4) What are the effects of patch dynamics on natural enemy dynamics (patch isolation, proximity, dispersion)?  For example, what are the impacts of a single infected female monarch on an isolated patch? or effects of a tachinid potentially infecting an entire isolated patch?  Individual-based modeling efforts?  Check Hawai'i (Becky will take the lead)

4a) How do both of these infections respond to spatiotemporal patterns of monarch abundance?  (based on count data or MLMP)

Data gap: parasitoid infection levels in other butterfly species

Data gap: TX, FL participants sampling of MH/MLMP in resident (non-migratory) populations?

Data gap: PR efforts for MLMP through MH volunteers--newsletter (Becky) and instruction form for both programs (Becky, Karen).  For example, MLMP add contact info for MH OE and for MH to include parasitoid sampling efforts.  Change datasheets.
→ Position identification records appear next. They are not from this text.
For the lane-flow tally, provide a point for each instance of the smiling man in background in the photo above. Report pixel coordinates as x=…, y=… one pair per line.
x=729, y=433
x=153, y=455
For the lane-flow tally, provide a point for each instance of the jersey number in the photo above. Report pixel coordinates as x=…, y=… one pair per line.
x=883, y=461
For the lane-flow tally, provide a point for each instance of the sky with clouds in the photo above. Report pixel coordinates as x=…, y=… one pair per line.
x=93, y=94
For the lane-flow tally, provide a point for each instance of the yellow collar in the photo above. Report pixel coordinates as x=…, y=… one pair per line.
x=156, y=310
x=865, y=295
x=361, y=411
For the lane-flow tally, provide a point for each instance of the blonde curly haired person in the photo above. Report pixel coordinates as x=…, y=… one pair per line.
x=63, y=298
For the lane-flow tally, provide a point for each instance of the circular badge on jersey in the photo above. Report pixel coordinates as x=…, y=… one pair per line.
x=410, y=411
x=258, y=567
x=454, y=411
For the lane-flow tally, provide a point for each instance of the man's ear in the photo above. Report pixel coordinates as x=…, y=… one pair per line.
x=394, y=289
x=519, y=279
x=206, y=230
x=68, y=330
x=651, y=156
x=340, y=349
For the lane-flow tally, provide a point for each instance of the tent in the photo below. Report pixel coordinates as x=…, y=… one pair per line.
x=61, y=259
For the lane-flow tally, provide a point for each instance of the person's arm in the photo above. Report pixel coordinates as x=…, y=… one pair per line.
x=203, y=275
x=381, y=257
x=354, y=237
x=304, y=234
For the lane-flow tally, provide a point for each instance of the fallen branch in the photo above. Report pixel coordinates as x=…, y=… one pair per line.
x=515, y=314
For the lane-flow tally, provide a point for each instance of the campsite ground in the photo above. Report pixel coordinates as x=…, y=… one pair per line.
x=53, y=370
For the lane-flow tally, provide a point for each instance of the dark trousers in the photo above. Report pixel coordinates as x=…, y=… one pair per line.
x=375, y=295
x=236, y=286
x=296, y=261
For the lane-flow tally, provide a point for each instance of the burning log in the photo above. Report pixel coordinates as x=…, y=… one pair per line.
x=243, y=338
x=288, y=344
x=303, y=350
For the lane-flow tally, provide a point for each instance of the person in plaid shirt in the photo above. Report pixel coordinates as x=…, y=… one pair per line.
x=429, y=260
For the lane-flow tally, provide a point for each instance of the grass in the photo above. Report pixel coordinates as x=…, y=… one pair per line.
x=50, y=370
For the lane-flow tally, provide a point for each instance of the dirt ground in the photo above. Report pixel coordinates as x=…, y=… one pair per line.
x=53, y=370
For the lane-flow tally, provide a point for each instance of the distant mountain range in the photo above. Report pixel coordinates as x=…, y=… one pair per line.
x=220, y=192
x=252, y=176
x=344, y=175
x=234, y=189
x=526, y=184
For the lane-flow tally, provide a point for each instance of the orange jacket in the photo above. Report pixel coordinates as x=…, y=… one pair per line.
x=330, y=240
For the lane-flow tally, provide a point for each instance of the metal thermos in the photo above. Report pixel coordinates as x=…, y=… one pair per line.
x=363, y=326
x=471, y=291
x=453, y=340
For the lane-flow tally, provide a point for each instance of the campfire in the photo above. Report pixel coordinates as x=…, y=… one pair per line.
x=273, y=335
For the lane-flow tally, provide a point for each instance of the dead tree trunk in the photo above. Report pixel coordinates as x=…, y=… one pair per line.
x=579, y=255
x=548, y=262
patch model - look at plant distribution and dispersion to get data for model

Becky, Sonia (submitting proposal in Jan 2011 - maybe include parasitoids), Nate, Karen

5) What are the effects of different predators (specifically fire ants and wasps) on monarch dynamics? How do different enemies interact?  How do enemies at one life stage affect the next life stage? Review/survey paper - Karen lead

5A) How does this vary for specialist and generalist natural enemies?

Questions:
-How to think about marginal mortality? mi = 1 – (1 – q)^qi/q where qi = mortality from agent i and q = all mortality during stage
-How to think of additive or compensatory mortality?
-Specialists will be more tightly linked to host, generalists cause "spillover" mortality, and may be agents of apparent competition, although there are many possible outcomes of shared predation
-Is mortality from pathogens increasing?

-Can predators keep populations healthy (see C. Packer's work)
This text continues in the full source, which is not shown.